My youngest son loves to be scary right now.
When we were picking out his Halloween costume for this year,
the only thing it had to be was SCARY.
So when his costume was put together,
we decided it would be fun to make some scary pictures to fit his scary look.
I really enjoy spending time with him and experiencing how his brain works.
He has so many good ideas!
Whenever I start a project that I know will be a composite, the first thing I need to know is the theme.
My son, of course, wanted a scary theme.
He wanted to be a monster and that monster should be scary!
He had his costume, so we thought about what we would like to do with it.
We decided we also wanted a carved pumpkin to fit in with the scary Halloween theme.
So the second thing we did was get a pumpkin and carved it out.
The third thing we did was think about what setting we wanted.
We went online and looked at backgrounds on a stock site and decided on the graveyard scene and bought a stock picture
(there are all sorts of sites online that sell stock pictures and these are great to use as digital backgrounds if you don’t have your own supply of the type of background you need!).
Having the background before I actually take the picture is important because I need to know how the light is falling in order to set up the lights in the studio for the picture of the subject.
We decided we wanted two set ups.
One showing the monster in the larger background.
And one showing my son escaping out of his pumpkin jail with a closer up shot concentrating on him.
After getting the shots we needed, I started working in Photoshop combining the pictures.
While working on the first picture, I realized the grave stone we had originally thought he would be leaning against, wouldn’t work the way I wanted it to.
So again, I went on the stock site and found a single grave stone I could use to build into the scene for him to lean against.
By then it was dark, so I lit our pumpkin with a candle and took a picture of it to use for glowing eyes and mouth.
Here is the first picture again, with all the pictures used to create the composite underneath it:
We wanted a close up for the second picture that would show him as a “normal” boy escaping from his pumpkin jail.

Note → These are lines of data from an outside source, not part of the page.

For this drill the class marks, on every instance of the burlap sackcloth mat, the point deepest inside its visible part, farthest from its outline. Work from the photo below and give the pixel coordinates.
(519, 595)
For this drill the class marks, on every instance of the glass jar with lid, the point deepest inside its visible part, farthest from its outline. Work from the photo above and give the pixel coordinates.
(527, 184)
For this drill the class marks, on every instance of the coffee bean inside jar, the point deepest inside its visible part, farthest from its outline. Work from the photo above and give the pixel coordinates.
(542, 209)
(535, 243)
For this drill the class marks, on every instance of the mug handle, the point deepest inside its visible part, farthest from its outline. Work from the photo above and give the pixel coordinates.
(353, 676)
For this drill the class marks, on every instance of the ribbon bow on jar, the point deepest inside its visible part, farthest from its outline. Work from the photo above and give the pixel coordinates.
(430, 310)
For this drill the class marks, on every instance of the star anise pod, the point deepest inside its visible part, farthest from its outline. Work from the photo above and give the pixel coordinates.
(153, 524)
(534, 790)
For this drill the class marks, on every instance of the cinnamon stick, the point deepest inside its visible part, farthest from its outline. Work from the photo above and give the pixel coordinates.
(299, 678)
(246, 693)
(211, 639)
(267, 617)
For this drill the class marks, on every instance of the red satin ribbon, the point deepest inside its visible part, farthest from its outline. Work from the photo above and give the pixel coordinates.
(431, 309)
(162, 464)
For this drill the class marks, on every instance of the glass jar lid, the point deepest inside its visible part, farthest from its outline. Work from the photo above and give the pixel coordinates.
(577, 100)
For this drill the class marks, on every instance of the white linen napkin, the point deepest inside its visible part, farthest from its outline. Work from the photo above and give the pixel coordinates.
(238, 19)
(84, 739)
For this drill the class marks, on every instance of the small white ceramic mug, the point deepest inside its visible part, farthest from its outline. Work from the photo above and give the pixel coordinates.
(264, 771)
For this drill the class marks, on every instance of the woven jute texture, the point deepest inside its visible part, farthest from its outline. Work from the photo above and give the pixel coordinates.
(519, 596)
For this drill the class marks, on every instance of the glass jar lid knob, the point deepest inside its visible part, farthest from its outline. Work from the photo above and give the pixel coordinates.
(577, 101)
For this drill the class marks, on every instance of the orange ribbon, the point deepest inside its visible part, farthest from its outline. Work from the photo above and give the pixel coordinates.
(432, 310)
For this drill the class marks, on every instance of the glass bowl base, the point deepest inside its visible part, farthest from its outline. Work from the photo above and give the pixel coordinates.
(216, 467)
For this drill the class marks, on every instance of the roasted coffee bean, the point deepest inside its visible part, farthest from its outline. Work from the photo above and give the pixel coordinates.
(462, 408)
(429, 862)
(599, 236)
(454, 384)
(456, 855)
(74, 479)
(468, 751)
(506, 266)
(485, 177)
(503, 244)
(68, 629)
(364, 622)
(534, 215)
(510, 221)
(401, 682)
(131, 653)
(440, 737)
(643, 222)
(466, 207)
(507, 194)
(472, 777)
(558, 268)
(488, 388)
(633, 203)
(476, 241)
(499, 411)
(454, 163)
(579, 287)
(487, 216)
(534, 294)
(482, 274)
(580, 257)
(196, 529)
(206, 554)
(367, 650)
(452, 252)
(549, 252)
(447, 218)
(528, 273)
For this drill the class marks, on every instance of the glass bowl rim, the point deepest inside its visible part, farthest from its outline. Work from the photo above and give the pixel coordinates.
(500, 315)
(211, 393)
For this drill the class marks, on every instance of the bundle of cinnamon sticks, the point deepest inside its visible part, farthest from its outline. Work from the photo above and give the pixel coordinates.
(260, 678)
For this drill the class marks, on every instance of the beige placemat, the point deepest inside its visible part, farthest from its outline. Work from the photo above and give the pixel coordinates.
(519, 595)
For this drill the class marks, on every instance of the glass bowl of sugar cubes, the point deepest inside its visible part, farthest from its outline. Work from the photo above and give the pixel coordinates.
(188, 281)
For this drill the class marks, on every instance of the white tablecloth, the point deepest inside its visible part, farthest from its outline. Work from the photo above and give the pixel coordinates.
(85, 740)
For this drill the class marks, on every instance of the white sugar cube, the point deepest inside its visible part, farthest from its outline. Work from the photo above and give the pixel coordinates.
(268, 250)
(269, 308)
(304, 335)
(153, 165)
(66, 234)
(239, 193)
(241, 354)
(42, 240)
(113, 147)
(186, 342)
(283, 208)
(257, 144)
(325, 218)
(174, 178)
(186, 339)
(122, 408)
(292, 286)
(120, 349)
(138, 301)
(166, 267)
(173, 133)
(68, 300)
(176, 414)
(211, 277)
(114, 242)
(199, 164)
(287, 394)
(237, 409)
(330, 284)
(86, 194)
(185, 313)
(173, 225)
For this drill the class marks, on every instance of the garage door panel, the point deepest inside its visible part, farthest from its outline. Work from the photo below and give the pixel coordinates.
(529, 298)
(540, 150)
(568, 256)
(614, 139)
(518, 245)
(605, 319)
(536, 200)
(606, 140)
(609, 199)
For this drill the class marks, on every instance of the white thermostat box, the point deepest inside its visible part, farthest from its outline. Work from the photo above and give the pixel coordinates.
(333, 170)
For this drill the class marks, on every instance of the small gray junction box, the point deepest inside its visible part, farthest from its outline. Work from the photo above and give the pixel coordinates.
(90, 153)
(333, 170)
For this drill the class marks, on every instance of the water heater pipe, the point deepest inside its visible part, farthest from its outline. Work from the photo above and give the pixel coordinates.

I used a section of the same background and photographed him close up, focusing on the pumpkin in his hand.
Then he lay on two little stools in between ladder legs and imagined the triumph he would feel as he made his way out of his jail.
Here is the second picture again with the pictures used to create it underneath it:
It was a fun Saturday with my son and we had lots of good times watching the final picture take shape!